It’s been a really busy day but it was started with some really good stuff. We had our third Young Leaders meeting and it was really well chaired by a year five pupil who managed the meeting brilliantly, making sure everybody got to share ideas and getting the actions down on paper. I can see this being a great success.
I then moved on to linking a number of schools using Microsoft Teams. The plan going forward is to link by Google Classroom so they can personally link together but in the world of Covid, to have approximately 25 children and young people sharing ideas, presenting, creating videos and power points to tell others right across the country what’s great about their school and what could be better, was truly fantastic. This was the bulk of a very busy morning interrupted inconveniently by another Covid case.
There isn’t anything that any of us can do when these Covid cases arise and it is really hard on the heart, although an easy decision, because we are following the guidance. To send bubbles of children home (in this case, some whom already had two weeks isolation earlier in the school year), education is going to be continually disrupted throughout 2020/2021.
Whilst the announcement that results will not be used to judge a school is pleasing, days are busy and when they are so much so that the letter to the bubble of children going home isn’t sent until the evening, the extra tasks, however small, all add up and take a toll on a positive staff and great people.
A member my own family is currently in hospital with Covid. The energy really has been zapped. It’s so hard that you can’t do anything: you can’t go for a visit or anything else other than the phone call to see how they are; internally you feel like you’re taking more of their energy by talking to them, so the conundrum of that is a difficult one. We will keep fighting and doing what we believe we should be doing whether in our jobs as leaders of a school or in our personal lives at home.
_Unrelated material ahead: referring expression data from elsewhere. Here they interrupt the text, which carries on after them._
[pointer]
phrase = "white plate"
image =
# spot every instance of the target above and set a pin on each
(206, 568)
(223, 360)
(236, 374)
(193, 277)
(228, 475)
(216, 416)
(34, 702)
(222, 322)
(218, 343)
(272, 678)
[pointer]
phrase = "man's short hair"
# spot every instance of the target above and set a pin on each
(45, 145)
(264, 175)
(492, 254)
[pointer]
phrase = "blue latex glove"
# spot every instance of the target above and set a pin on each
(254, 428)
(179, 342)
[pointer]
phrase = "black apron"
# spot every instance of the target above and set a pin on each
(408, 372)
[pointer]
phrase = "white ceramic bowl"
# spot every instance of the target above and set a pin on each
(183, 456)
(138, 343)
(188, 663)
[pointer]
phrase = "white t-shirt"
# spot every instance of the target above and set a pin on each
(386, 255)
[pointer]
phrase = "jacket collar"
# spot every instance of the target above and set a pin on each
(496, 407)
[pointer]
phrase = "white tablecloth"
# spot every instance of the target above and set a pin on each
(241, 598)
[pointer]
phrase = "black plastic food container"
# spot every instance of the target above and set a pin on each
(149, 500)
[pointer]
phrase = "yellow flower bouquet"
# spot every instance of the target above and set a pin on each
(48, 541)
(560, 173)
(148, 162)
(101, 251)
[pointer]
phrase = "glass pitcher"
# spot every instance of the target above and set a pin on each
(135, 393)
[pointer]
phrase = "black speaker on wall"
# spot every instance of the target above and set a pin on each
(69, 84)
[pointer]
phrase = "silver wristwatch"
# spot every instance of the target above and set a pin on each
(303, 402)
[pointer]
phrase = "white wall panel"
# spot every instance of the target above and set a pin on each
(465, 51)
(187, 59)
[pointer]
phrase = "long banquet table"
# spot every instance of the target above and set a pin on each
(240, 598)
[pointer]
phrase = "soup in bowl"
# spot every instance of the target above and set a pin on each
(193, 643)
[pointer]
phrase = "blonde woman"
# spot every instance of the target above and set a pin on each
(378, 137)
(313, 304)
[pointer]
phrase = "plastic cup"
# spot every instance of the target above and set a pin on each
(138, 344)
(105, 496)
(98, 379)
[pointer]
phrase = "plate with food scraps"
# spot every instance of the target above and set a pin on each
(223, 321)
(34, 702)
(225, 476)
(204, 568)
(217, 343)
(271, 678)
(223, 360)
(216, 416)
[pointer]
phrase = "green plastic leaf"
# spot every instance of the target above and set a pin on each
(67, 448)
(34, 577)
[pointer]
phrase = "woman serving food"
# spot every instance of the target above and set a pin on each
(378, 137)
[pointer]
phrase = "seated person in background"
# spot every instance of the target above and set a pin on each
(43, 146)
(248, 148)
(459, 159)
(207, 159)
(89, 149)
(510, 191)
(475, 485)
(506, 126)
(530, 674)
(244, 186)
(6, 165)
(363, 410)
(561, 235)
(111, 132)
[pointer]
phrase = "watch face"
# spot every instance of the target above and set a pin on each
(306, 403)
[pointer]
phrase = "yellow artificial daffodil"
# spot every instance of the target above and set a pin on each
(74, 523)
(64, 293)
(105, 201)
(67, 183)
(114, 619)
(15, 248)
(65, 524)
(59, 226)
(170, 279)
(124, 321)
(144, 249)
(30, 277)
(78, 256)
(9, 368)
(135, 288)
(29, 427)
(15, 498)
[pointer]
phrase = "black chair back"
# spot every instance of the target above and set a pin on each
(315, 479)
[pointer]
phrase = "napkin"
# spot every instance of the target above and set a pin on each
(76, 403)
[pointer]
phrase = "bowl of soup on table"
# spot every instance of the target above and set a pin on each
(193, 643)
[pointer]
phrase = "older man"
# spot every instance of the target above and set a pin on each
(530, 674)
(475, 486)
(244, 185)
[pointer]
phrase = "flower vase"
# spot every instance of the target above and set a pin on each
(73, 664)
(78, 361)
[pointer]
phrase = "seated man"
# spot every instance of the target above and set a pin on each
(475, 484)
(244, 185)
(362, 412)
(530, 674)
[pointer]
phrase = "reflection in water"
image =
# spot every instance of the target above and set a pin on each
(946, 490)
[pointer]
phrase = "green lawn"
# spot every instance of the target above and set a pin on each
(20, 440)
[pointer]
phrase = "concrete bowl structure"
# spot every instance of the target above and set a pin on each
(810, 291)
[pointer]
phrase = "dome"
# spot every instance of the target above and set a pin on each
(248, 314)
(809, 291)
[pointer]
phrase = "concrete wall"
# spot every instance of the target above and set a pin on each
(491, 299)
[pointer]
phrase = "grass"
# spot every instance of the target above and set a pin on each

Decisions are made all the more harder because people don’t follow the rules and the guidance. They don’t keep the distance when they should do and they all go and get tests as a precaution, which is very much blurring their starting dates of isolation. Science is a wonderful thing and I wish people would just follow the advice and the guidance. I know people worry but let’s not make the situation worse by doing things that we shouldn’t be doing.
At the end of the working day I was on a Teams meeting at the same time as the Zoom webinar about remote learning – and at the same time as holding a meeting in my office with staff who said men can’t multitask! Think again.